Something about seeing rooftops and recognizing the tops of buildings far out in the distance that you'd been to once before or had driven past feels like something magical when you live in a climate where elevation is non-existent and if you want to see rooftops, you sit at a restaurant with a second-story balcony and hope you can spot one. My sister who is just three short months from turning seventeen, dancing upon her last days of the school year, is often laden with the typical teenage apathy these days but yet something about this park, this view of a city that has always seemed so familiar until we spotted it from above, was enough to bring out the sparkle in her eyes. Ethan danced around the graffiti-ed asphalt, babbling something about "round and round" and "top world!" The rain sprinkled down ever so finely, almost impossible to be felt. And I wondered, really, how in the world it was possible for my mere human heart to love two little people so very much?
I still envision my sister as a curly-haired toddler with a penchant for all things Lizzie McGuire, who wanted to grow up and be an actress or performer or somehow the center of attention with her wit and humor and femininity and all other things I found so unfamiliar and foreign. My kitchen table is packed with boxes of all things Curious George, of all things that scream "Ethan is almost two!" and the nervous breakdowns that accompany this realization and then here, too, is this young woman with turquoise hair and a nose ring who is close to seventeen years old. Somehow time has passed and fallen into this great abyss that we stared off into today, sipping milkshakes and ignoring the droplets of rain. Of summertime disguised in thunderstorms. Of memories that were once had, ready to be had again through the eyes of my child. Of my sister carrying on the agonizing ritual of poorly explaining things to young children out of enjoyment for the way they parrot what they've learned, like the fact that this hole at the "top of the world" is a "hole to China."

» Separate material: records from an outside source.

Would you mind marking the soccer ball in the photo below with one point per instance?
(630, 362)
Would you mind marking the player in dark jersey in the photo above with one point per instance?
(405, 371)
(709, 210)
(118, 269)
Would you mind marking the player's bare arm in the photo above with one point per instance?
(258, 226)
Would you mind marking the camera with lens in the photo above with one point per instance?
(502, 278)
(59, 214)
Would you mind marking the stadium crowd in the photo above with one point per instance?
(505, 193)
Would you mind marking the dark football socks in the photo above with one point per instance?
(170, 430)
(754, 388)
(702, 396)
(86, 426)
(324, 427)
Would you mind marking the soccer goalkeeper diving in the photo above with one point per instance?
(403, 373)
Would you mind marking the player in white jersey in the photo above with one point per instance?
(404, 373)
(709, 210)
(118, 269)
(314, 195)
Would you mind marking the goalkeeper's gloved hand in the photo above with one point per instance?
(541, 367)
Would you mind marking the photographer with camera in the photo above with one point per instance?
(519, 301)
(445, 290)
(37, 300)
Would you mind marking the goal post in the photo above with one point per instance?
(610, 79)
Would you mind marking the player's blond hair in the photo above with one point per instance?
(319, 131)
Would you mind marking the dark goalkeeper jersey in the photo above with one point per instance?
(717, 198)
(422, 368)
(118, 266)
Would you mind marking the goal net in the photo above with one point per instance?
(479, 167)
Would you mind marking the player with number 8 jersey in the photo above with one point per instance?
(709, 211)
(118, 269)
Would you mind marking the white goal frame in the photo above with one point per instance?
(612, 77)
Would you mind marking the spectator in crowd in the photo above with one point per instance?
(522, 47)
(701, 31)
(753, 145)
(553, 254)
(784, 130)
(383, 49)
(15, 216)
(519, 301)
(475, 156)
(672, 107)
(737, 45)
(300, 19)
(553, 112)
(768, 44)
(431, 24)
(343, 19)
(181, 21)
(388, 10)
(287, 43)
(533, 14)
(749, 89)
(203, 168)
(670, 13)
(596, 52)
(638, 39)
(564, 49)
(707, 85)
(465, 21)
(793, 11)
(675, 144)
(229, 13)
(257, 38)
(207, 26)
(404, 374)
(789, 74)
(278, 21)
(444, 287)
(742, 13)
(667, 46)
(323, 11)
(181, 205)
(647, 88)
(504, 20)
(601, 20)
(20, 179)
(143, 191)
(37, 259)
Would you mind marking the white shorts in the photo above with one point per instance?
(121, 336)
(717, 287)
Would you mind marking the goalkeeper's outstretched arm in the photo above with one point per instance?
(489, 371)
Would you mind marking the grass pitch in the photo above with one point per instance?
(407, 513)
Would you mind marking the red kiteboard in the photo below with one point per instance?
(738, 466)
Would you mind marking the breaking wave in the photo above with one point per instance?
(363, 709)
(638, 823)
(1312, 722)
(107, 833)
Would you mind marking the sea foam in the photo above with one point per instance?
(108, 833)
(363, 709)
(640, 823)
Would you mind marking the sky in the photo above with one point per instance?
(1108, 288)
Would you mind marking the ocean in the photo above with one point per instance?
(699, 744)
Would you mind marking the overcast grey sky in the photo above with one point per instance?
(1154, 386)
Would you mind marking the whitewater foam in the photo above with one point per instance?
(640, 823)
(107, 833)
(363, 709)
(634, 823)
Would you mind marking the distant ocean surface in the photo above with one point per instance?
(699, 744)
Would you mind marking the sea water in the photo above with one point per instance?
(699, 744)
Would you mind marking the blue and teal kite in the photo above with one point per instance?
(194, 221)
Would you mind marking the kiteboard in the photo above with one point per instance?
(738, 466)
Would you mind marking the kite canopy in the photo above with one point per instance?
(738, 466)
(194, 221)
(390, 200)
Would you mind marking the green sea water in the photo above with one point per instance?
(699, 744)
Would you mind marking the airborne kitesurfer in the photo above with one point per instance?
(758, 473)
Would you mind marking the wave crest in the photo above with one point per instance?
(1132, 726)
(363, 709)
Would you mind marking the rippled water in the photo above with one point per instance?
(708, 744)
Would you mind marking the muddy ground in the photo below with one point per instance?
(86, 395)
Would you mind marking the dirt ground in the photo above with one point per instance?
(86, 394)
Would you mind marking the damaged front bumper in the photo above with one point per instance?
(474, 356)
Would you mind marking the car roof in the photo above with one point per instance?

But then I imagine it's likely not as bad or annoying or mortifying as the time I coached my sister at age five to audition for a talent show with a Blink 182 song, my mom pretending she didn't know either of us as the sweet blonde little girl crooned "work sucks, I know" into the microphone and sealed the fact she wasn't going to receive a callback. (She didn't.) This is life in all it's sweetness and magic (and retaliation) and goodness and I am ready to take it all in, ready to drive back from the park and recount a story from one of my visits there, so many years ago. "I know," my sister says, and finishes the story that there's no possible way she could have truly remembered, but she always does. She always listened.